Анатолий Зверев. Натюрморт с книгой. 1950-е. Бумага, акварель, гуашь. Фрагмент. Музей AZ, Москва
В последней главе (которая, по идее, должна бы быть первой) мы подступаем к чрезвычайно спорной и даже опасной теме. При чем тут Леонардо да Винчи, всемирный гений, самый популярный, загадочный, дорогой и желанный художник планетарного значения? Какое он имеет отношение к художнику Звереву? Не слишком ли дерзко поднята планка сравнения? Правомерно ли эксплуатировать имя великого творца Ренессанса по поводу и без? Вопросов слишком много, чтобы моментально на них ответить. Попробуем для начала объясниться словами самого Зверева.
«Я случайно (или неслучайно) стал художником, учителем я избрал себе Леонардо да Винчи, читая коего, нашел много себе близкого (если, конечно, верить напечатанному в переводах этого гения). Когда я читал трактаты оного — уже теперь моего друга, — был поражен одинаковости в выражении мыслей наших». Так написал Анатолий Зверев в автобиографии о начале своего артистического пути. С этим заявлением — «учителем я избрал себе Леонардо» — вынуждены считаться все, кто говорит и пишет о нашем герое. Большинство искусствоведов и биографов Зверева, конечно, относятся к нему скептически — видят здесь типично зверевскую иронию.
Ну как можно сравнивать вдумчивого интроверта, технически изощренного гения эпохи Возрождения, претендующего на тайные знания природы и человека, и взрывного, яркого, «душа нараспашку» героя оттепели конца 1950-х — 1960-х годов? На первый взгляд кажется, будто Зверев «сдружился» (по его собственному выражению) с Леонардо из свойственного ему чувства противоречия: выбрал «учителем» самого непохожего на себя мастера. Но что-то подсказывает, что в данном случае зверевское заявление сделано всерьез.
Далее я попытаюсь провести некие параллели и перпендикуляры между творчеством Леонардо да Винчи и Анатолия Тимофеевича. Не факт, что они вас убедят, — ведь у вас уже может быть сформирован леонардовский образ (как некий тип художника), который категорически отталкивает Зверева. И даже если эксперимент по соединению итальянского Ренессанса и ХХ века потерпит фиаско, он не будет бесполезен — по крайней мере, он придаст искусству Анатолия Зверева новый ракурс, более развернутую перспективу. А наш герой — Зверев — эту перспективу явственно ощущал.
Подражание да Винчи
У заявленной темы — Зверев и Леонардо — есть два измерения. Одно — довольно простое и конкретное. Оно состоит в прямом зверевском подражании великому ренессансному художнику (а таковое, скажем сразу, легко обнаружить).
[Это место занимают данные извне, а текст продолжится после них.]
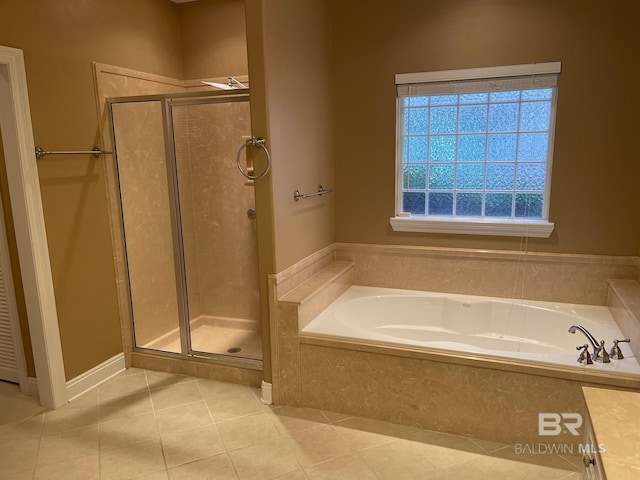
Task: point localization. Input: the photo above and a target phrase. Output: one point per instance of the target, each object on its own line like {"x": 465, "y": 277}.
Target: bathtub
{"x": 529, "y": 331}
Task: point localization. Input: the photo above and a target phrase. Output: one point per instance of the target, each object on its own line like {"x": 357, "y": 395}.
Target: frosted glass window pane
{"x": 498, "y": 204}
{"x": 413, "y": 202}
{"x": 414, "y": 177}
{"x": 441, "y": 204}
{"x": 474, "y": 98}
{"x": 531, "y": 176}
{"x": 501, "y": 147}
{"x": 529, "y": 205}
{"x": 469, "y": 204}
{"x": 470, "y": 177}
{"x": 538, "y": 94}
{"x": 442, "y": 148}
{"x": 441, "y": 177}
{"x": 504, "y": 96}
{"x": 473, "y": 119}
{"x": 503, "y": 117}
{"x": 443, "y": 119}
{"x": 471, "y": 148}
{"x": 418, "y": 101}
{"x": 416, "y": 149}
{"x": 444, "y": 100}
{"x": 418, "y": 121}
{"x": 500, "y": 177}
{"x": 535, "y": 116}
{"x": 533, "y": 146}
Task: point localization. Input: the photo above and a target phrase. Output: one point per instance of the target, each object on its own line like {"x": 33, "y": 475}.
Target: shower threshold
{"x": 234, "y": 337}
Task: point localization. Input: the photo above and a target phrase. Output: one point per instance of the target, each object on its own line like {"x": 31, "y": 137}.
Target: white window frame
{"x": 536, "y": 227}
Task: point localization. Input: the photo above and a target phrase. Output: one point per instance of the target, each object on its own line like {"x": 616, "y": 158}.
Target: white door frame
{"x": 31, "y": 236}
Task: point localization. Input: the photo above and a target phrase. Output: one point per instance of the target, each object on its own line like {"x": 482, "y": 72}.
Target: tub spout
{"x": 590, "y": 337}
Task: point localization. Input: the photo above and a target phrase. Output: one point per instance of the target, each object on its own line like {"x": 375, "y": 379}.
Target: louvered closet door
{"x": 8, "y": 361}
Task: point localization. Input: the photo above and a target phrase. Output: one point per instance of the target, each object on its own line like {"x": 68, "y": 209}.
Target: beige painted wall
{"x": 214, "y": 38}
{"x": 594, "y": 191}
{"x": 297, "y": 67}
{"x": 60, "y": 40}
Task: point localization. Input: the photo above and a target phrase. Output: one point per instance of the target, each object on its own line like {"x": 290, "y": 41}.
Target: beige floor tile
{"x": 547, "y": 460}
{"x": 218, "y": 467}
{"x": 399, "y": 459}
{"x": 349, "y": 467}
{"x": 126, "y": 431}
{"x": 183, "y": 417}
{"x": 28, "y": 475}
{"x": 28, "y": 430}
{"x": 131, "y": 461}
{"x": 214, "y": 388}
{"x": 17, "y": 408}
{"x": 87, "y": 399}
{"x": 175, "y": 395}
{"x": 319, "y": 445}
{"x": 68, "y": 445}
{"x": 363, "y": 433}
{"x": 166, "y": 379}
{"x": 161, "y": 475}
{"x": 68, "y": 418}
{"x": 246, "y": 431}
{"x": 442, "y": 449}
{"x": 335, "y": 416}
{"x": 227, "y": 407}
{"x": 122, "y": 385}
{"x": 81, "y": 468}
{"x": 18, "y": 457}
{"x": 489, "y": 446}
{"x": 190, "y": 445}
{"x": 123, "y": 407}
{"x": 265, "y": 461}
{"x": 289, "y": 420}
{"x": 295, "y": 475}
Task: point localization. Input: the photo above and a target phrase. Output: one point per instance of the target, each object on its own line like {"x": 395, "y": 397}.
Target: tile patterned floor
{"x": 157, "y": 426}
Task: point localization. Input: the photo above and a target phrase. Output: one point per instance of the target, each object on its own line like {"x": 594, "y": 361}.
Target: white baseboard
{"x": 96, "y": 376}
{"x": 31, "y": 387}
Другое — широкое, почти безбрежное — общие эстетические, философские интуиции, которые были свойственны двум художникам.
Конечно, логичней начать с самого очевидного — с произведений, где Зверев откровенно примеряет на себя личину Леонардо да Винчи.
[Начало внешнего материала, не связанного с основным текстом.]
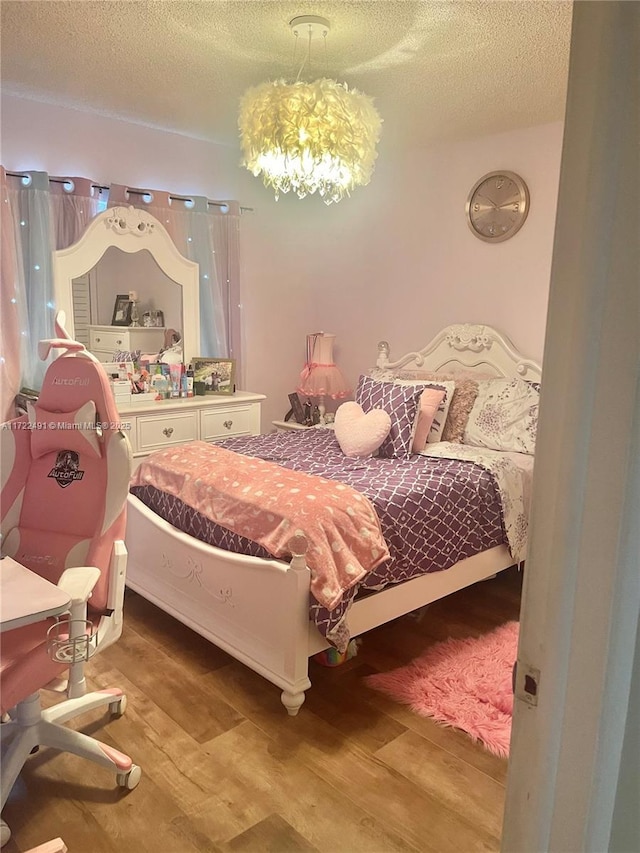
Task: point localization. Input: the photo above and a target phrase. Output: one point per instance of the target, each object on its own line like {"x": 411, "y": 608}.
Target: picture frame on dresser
{"x": 214, "y": 375}
{"x": 122, "y": 310}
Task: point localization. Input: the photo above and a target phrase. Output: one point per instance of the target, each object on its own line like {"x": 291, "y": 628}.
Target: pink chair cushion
{"x": 75, "y": 430}
{"x": 25, "y": 666}
{"x": 360, "y": 434}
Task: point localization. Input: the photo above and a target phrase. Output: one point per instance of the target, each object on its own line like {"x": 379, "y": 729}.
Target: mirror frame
{"x": 131, "y": 230}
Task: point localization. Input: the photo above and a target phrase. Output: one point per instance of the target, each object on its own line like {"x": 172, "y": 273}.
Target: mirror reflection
{"x": 124, "y": 287}
{"x": 156, "y": 307}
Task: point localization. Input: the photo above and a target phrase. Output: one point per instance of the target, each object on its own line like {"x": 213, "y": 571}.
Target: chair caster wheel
{"x": 130, "y": 779}
{"x": 117, "y": 708}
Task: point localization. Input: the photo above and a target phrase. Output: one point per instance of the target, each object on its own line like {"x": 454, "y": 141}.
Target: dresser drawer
{"x": 222, "y": 423}
{"x": 108, "y": 340}
{"x": 163, "y": 430}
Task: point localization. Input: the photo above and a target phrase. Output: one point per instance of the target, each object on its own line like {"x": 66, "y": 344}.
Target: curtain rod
{"x": 135, "y": 192}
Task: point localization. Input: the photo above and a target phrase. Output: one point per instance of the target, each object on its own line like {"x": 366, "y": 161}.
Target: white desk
{"x": 25, "y": 597}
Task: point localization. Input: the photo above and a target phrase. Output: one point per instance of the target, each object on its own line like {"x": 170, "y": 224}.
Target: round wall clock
{"x": 497, "y": 206}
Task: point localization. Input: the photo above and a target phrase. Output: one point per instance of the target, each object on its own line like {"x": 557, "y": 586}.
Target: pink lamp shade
{"x": 320, "y": 376}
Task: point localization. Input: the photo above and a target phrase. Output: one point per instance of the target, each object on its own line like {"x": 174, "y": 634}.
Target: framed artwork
{"x": 122, "y": 310}
{"x": 213, "y": 375}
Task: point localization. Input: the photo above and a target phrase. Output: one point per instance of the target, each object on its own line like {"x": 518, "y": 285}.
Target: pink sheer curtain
{"x": 74, "y": 203}
{"x": 10, "y": 314}
{"x": 39, "y": 214}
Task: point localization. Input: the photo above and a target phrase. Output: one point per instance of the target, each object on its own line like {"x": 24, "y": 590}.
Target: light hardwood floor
{"x": 225, "y": 769}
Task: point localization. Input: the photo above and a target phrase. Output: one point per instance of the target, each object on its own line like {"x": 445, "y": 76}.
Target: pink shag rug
{"x": 461, "y": 683}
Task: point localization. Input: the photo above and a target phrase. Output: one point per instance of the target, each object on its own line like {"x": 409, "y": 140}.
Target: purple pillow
{"x": 402, "y": 403}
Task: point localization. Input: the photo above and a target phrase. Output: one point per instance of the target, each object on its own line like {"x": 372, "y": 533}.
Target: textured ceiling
{"x": 437, "y": 70}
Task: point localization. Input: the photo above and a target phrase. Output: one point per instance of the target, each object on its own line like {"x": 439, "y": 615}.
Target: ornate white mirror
{"x": 124, "y": 250}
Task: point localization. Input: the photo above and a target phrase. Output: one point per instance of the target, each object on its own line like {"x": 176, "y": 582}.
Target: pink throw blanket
{"x": 269, "y": 504}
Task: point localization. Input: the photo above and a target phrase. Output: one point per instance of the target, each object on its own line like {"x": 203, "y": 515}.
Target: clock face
{"x": 497, "y": 206}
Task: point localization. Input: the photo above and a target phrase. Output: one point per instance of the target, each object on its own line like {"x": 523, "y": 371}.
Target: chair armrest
{"x": 78, "y": 583}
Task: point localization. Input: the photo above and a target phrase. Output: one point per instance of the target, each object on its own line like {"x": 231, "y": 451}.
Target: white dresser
{"x": 155, "y": 425}
{"x": 105, "y": 340}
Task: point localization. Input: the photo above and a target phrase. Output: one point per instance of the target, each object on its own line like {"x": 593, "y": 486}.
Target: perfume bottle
{"x": 308, "y": 413}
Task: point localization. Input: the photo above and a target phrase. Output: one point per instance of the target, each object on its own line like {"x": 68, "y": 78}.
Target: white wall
{"x": 396, "y": 261}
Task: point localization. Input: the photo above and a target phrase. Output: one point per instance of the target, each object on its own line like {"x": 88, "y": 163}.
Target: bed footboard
{"x": 256, "y": 610}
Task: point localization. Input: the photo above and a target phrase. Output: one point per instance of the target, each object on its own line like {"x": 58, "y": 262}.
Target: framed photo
{"x": 296, "y": 408}
{"x": 213, "y": 375}
{"x": 121, "y": 310}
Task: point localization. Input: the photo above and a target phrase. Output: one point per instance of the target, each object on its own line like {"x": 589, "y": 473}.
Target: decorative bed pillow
{"x": 436, "y": 428}
{"x": 360, "y": 433}
{"x": 401, "y": 402}
{"x": 462, "y": 400}
{"x": 53, "y": 431}
{"x": 430, "y": 401}
{"x": 504, "y": 415}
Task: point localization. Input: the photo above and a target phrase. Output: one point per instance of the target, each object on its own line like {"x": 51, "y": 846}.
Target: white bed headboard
{"x": 469, "y": 347}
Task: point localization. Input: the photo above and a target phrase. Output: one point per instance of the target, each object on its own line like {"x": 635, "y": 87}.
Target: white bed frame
{"x": 258, "y": 610}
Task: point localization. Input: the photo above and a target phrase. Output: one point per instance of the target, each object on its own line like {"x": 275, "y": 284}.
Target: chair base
{"x": 30, "y": 727}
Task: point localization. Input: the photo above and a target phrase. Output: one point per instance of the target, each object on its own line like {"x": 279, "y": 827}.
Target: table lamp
{"x": 321, "y": 377}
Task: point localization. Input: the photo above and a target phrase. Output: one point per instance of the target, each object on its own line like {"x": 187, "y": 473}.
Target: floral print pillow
{"x": 504, "y": 415}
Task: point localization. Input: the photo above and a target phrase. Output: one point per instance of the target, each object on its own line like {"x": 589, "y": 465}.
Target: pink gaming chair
{"x": 65, "y": 469}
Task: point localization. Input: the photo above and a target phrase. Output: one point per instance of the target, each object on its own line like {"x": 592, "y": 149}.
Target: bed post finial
{"x": 383, "y": 354}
Вот Анатолий Зверев пишет в автобиографии: «Будучи в положении несчастного и “неуклепаго” в обществе в целом, я обрел великое счастье еще и еще раз делиться впечатлением по жизни искусства по его трактату о живописи». Если говорить просто — молодой Анатолий Тимофеевич страстно читает леонардовские сочинения. Благо в 1933 году был издан знаменитый двухтомник литературных произведений мастера из Винчи. Совершенно экстраординарное событие — советское издательство выпускает один из самых подробных, всесторонне прокомментированных переводов записок гения Возрождения. Понятно, что основное ударение в этом издании сделано на стихийном материализме Леонардо, на его натурфилософских воззрениях. Однако для внимательных, «незашеренных» марксистской идеологией читателей открывался огромный мир художника, для которого не существует академических и схоластических норм. Этот художник все поверяет своим опытом — он на все смотрит испытующим взглядом. Наконец, этот ученый мастер отстаивает свое право судить о мире по своим понятиям.
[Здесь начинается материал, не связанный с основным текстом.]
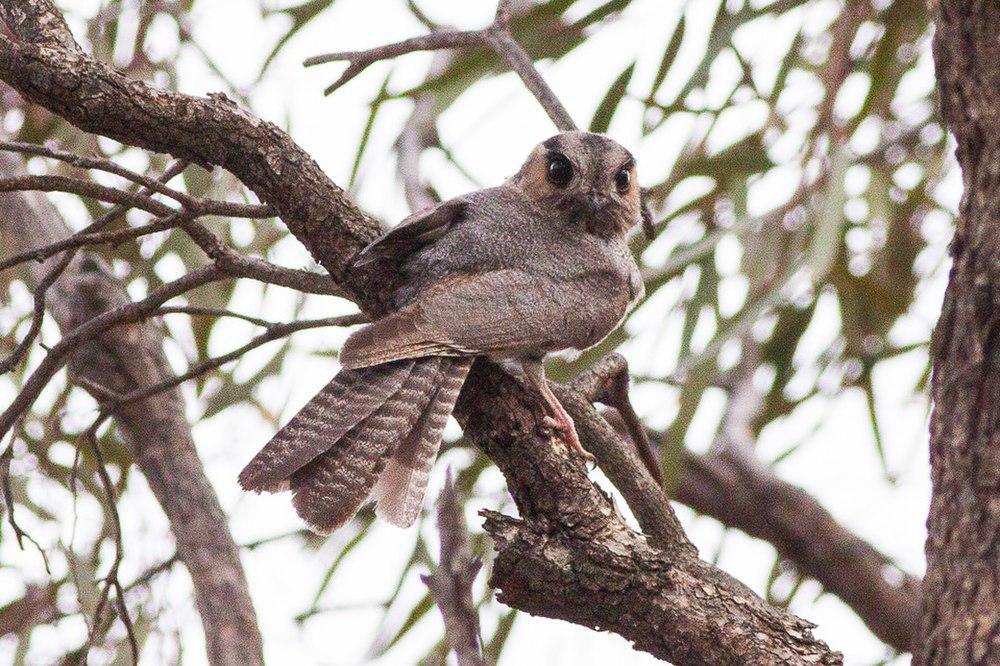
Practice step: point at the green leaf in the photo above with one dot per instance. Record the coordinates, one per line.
(667, 61)
(606, 109)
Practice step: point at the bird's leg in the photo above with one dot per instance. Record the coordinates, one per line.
(559, 420)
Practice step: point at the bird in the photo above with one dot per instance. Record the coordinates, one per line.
(538, 265)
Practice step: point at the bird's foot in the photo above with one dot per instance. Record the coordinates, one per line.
(565, 430)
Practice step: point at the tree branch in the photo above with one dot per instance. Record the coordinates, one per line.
(664, 599)
(155, 431)
(450, 583)
(496, 37)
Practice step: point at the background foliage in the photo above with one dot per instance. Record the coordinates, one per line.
(804, 196)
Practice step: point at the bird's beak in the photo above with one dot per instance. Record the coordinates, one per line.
(596, 202)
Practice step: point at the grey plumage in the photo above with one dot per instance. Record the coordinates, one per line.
(537, 265)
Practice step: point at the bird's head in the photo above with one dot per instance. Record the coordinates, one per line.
(590, 177)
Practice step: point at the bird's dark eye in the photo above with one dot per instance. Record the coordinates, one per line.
(623, 180)
(560, 171)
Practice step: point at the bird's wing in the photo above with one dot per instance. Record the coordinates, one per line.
(493, 312)
(414, 232)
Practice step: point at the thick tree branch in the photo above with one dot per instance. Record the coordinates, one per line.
(451, 581)
(960, 621)
(667, 601)
(154, 429)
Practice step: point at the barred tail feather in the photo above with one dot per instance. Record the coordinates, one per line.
(350, 398)
(399, 491)
(330, 489)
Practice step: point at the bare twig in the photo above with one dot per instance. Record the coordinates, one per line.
(274, 332)
(8, 500)
(91, 238)
(202, 206)
(607, 382)
(84, 188)
(496, 37)
(59, 354)
(450, 583)
(46, 281)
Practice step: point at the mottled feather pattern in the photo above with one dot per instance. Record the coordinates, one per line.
(351, 397)
(400, 488)
(517, 271)
(331, 488)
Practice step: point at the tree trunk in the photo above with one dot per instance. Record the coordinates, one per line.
(961, 608)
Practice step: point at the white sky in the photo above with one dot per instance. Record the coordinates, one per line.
(491, 129)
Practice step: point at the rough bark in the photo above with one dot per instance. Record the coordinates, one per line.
(718, 621)
(741, 492)
(961, 603)
(154, 429)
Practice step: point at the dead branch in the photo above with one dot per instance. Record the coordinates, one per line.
(149, 185)
(450, 583)
(675, 606)
(496, 37)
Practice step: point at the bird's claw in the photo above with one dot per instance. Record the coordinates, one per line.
(566, 431)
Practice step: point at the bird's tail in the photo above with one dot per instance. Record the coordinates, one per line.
(383, 420)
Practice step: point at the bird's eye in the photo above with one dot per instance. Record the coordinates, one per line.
(560, 171)
(623, 180)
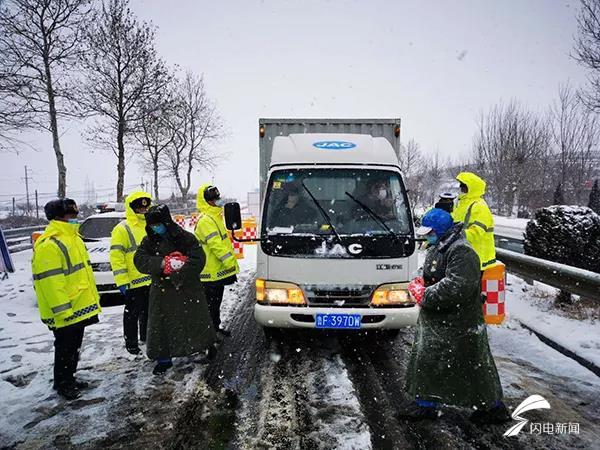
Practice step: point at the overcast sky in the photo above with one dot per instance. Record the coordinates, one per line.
(434, 64)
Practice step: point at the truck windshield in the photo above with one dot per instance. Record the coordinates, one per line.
(291, 212)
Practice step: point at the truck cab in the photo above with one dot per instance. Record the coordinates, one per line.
(337, 246)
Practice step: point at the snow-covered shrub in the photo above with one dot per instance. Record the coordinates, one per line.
(565, 234)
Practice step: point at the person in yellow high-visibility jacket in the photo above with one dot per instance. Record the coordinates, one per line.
(134, 286)
(221, 264)
(473, 211)
(66, 291)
«Широта интересов художника, разнообразие неожиданно возникающих, нанизанных одна на другую идей создают впечатление почти первозданного хаоса, из которого, его преодолевая, рождается “новая жизнь” и “иная реальность”», — так писала о леонардовских сочинениях замечательный искусствовед Вера Дмитриевна Дажина. Напомним, что литературное наследие Леонардо — 19 записных книжек и около 350 листов, исписанных убористым почерком. И Зверев буквально бросился в поток этих слов и образов. Он штудирует записи Леонардо да Винчи, обнаруживая в них не столько конкретные рекомендации, сколько стиль и взгляд на жизнь и искусство, созвучные его мировосприятию.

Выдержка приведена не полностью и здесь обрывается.